Contrairement à ce qu'on dit parfois, ce n'est pas la croisade qui a causé l'effacement relatif de la littérature en langue d'oc. Dès la seconde moitié du XIIe siècle elle est moins abondante et surtout moins variée que celle en langue d'oïl. Il faut peut-être, il est vrai, faire la part d'une moins bonne conservation des ouvres liée aux conditions particulières de la vie littéraire comme au déclin politique du Midi : des centres plus dispersés, parfois exilés hors du domaine d'oc lui-même, des copies moins nombreuses, et donc à la survie plus aléatoire. Mais la prise en compte de cette hypothèse ne suffit pas à combler l'écart. Ces conditions n'ont pas empêché les chansons des troubadours d'être abondamment et longtemps recopiées. Et si nous connaissons les titres de quelques ouvres narratives qui ont été perdues ou dont seuls des fragments ont survécu, le nombre n'en est malgré tout pas très élevé. Cependant, on ne peut, bien évidemment, pas nier l'effet néfaste de la croisade sur l'évolution comme sur l'esprit des lettres d'oc.



L'évolution du lyrisme



Le « trobar » dans la tourmente



Cet effet s'exerce d'abord, et de plusieurs façons, sur le lyrisme lui-même. Au moment de la croisade, quelques troubadours, en particulier dans le Carcasses et dans les Corbières, étaient liés à de petites cours seigneuriales teintées ou suspectes de catharisme. Ces cours dispersées, ils se sont trouvés déracinés, parfois contraints à l'exil : ainsi Raimon de Miraval, engagé personnellement dans la lutte, réfugié en Aragon après la défaite de Muret, ou, de façon plus indirecte, Peire Vidal. Des milieux littéraires ont été ainsi détruits.
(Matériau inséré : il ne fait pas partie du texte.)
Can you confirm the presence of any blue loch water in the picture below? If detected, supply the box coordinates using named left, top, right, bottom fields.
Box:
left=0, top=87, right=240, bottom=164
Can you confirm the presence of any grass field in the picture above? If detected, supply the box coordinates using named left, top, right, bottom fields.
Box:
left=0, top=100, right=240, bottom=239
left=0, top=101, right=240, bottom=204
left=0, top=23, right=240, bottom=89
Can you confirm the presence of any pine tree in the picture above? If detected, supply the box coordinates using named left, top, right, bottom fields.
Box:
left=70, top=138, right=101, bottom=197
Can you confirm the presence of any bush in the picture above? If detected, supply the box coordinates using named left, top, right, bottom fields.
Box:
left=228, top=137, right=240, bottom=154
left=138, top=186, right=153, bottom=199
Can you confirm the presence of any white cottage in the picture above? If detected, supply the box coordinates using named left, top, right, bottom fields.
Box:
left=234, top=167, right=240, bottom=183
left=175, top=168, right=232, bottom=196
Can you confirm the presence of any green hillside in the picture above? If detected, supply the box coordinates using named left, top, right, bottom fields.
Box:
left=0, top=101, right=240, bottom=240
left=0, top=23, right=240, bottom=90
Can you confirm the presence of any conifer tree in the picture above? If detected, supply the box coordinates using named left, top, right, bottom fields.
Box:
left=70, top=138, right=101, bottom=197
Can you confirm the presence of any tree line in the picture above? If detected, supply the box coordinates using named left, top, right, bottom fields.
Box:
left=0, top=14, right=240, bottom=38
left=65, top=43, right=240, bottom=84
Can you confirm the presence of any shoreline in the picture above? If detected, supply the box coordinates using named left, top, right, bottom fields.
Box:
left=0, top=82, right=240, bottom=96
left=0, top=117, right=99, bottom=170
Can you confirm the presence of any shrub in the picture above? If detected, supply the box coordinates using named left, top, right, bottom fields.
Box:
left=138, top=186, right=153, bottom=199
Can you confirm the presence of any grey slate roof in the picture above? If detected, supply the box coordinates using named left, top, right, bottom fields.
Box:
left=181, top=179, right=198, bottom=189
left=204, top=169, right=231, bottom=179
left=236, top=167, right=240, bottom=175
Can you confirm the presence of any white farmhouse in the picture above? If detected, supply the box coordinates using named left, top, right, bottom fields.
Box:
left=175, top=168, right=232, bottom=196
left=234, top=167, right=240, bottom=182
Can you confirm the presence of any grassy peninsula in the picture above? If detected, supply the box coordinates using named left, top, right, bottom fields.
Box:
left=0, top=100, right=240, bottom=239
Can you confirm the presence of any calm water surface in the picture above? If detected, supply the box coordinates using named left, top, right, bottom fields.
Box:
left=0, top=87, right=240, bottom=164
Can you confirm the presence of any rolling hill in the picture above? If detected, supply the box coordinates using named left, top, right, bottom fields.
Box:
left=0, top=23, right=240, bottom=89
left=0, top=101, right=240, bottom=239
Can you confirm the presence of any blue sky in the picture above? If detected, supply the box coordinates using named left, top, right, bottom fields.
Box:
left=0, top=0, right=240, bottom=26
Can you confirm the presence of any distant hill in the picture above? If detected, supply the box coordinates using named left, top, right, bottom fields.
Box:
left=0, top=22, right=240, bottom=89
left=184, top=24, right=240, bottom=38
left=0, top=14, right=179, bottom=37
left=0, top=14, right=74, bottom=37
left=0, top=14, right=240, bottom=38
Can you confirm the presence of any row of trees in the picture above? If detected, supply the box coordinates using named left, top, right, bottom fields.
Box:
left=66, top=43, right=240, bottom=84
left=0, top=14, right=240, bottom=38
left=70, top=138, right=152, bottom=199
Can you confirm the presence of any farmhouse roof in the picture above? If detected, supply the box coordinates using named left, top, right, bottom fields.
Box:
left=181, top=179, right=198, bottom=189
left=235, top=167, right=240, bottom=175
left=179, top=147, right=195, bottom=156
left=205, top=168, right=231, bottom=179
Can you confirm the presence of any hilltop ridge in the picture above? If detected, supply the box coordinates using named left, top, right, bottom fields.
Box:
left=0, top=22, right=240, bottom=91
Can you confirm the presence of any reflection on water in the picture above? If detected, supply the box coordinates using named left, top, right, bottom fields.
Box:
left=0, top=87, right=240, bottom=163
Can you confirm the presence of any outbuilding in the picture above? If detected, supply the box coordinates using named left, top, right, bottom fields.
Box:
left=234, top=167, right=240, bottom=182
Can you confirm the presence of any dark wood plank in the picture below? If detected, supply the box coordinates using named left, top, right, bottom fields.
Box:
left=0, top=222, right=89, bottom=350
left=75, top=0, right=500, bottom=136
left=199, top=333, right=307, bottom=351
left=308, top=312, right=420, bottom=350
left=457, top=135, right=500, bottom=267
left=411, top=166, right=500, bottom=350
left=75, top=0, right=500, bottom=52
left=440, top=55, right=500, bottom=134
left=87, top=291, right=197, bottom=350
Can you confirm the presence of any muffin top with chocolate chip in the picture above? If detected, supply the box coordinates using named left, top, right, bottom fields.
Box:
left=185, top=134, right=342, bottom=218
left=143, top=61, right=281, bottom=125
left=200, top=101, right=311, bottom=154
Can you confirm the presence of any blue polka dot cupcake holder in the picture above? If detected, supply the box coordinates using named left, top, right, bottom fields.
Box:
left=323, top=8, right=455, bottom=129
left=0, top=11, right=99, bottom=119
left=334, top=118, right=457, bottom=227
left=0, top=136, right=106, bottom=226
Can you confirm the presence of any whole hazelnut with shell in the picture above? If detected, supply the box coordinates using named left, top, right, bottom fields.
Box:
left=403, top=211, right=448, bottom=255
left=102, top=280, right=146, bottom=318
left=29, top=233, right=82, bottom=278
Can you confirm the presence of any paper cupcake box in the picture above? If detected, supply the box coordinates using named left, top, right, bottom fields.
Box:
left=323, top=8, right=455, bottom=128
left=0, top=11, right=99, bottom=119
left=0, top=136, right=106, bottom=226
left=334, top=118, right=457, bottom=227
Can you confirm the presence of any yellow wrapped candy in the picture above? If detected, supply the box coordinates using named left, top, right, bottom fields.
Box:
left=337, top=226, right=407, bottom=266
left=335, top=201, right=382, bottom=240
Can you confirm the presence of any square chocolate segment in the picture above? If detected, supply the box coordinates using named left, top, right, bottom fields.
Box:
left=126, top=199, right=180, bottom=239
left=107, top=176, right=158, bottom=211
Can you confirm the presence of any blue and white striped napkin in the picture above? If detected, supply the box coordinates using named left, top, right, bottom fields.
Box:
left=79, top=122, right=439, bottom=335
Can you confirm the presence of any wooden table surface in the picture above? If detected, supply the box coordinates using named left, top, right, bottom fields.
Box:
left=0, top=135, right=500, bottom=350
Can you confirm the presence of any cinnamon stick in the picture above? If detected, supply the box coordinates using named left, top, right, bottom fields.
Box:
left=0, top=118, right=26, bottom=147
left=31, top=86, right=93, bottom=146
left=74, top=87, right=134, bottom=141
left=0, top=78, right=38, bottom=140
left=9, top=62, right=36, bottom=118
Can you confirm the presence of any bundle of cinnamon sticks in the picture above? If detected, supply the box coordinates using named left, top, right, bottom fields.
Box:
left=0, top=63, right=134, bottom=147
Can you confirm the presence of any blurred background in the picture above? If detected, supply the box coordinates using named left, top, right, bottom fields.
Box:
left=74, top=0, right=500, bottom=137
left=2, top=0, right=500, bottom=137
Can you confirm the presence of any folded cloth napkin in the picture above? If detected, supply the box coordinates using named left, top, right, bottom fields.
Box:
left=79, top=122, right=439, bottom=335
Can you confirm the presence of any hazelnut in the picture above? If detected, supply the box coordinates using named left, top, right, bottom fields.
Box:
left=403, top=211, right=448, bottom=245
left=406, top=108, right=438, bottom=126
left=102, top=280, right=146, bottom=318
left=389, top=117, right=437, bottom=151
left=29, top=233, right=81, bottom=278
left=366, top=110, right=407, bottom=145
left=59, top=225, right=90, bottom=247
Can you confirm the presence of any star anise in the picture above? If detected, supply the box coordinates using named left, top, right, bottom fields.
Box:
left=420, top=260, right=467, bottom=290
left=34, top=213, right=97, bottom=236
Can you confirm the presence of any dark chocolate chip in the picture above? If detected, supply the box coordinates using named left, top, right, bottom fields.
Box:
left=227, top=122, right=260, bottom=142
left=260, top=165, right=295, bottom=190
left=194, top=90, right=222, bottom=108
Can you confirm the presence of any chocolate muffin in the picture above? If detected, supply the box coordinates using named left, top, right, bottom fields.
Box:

Un autre effet, favorable celui-là au moins dans l'ordre poétique, a été le développement d'une poésie polémique et politique. Née de la croisade, elle se prolonge pendant tout le XIIIe siècle, forme méridionale d'un courant dont on a vu l'importance en France du Nord avec le succès du dit. Cette veine est illustrée par des pièces célèbres. Ainsi le violent sirventès de Guilhem Figueira contre Rome, composé par ce Toulousain en exil entre 1226 et 1229 et auquel répondra peu après, depuis la catholique Montpellier, une trobairitz nommée Gormonde. Ainsi le sirventès Ab greu consire d'un troubadour du Gévaudan, Bernard Sicard de Marvéjols, qui montre le Midi ravagé et humilié par les Français arrogants et cupides :



Ai ! Tolosa e Procnça Hélas ! Toulouse et la Provence,

E la terra d'Argença, et vous terre d'Argence,

Bcsers et Carcassei : Béziers et Carcassonne :

Com vos vi et co'us vei ! comme je vous ai vues, et comme je vous vois !



Ainsi, vers le milieu du siècle, le Toulousain Guilhem de Montan-hagol, plus nuancé pourtant et plus prudent, mais attaché à défendre les valeurs courtoises et amoureuses. Ainsi, vers la même époque, le planh (déploratioN) de Sordel sur la mort de Blacatz, prétexte à flétrir, avec un total éclectisme politique et une totale impartialité, il est vrai, la lâcheté des princes.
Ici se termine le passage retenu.